Lucky Saint – Low Alcohol Lager
LOW ALCOHOL LAGER: I was very surprised to receive a message out of the blue on LinkedIn recently. It was from Emma Heal, the MD at Lucky Saint. She was congratulating me on my Highly Commended award for 50 Years of CAMRA at the British Guild of Beer Writers Awards. Not only was that very flattering, but she also offered to send me a case of Lucky Saint by way of congrats from her and her team. This was totally unexpected and very generous!
Anyway, I am continually surprised by the quality of low alcohol lagers and ales. You would think now that in the four or so years I have been trying them and writing about them my expectations would already be high. However, there are a few bad apples that spoil the barrel and have made me cautious. There was no need for trepidation with Lucky Saint though. I found it to be delightfully crisp. There is a refined slightly biscuit-like malt character and flavourful, with a delicate citrus finish.

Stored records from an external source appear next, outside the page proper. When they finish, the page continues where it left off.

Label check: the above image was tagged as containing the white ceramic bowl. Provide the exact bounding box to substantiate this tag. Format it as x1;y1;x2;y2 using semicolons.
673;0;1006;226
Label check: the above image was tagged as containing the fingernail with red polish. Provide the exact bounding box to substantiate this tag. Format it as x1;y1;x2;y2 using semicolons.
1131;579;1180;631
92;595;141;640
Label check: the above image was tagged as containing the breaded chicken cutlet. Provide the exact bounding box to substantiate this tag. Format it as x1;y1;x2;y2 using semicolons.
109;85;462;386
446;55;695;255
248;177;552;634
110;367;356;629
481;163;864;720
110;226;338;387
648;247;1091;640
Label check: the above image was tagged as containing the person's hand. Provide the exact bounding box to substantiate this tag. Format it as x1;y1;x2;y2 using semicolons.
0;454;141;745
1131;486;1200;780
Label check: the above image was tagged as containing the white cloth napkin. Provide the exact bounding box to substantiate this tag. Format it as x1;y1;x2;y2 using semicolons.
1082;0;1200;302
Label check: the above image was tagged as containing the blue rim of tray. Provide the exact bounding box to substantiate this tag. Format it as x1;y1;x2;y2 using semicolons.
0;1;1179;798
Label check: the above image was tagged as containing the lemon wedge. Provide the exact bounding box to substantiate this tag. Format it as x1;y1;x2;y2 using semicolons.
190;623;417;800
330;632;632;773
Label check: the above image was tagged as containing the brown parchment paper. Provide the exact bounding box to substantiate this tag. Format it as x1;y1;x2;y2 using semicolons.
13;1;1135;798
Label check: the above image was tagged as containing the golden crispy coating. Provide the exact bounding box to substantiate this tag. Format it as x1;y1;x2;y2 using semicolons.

Clean flavours in alcohol free beers
The thing I love about alcohol-free (or low alcohol in this case – 0.5%) beers is how clean they taste. There are rarely any heavy flavours on the finish. Lucky Saint too tails away on your palate, It leaves just a memory of the hop notes but overall a real sense of smug refreshment. This is interesting because it is marketed as an unfiltered lager specifically. There has been a conscious move to leave the liquid as the brewing process creates it. That gives you a drink with a satisfying mouthfeel and layers of (admittedly light touch) flavour. It is vibrant enough but not overpoweringly complex – just what you want from a lager in my opinion.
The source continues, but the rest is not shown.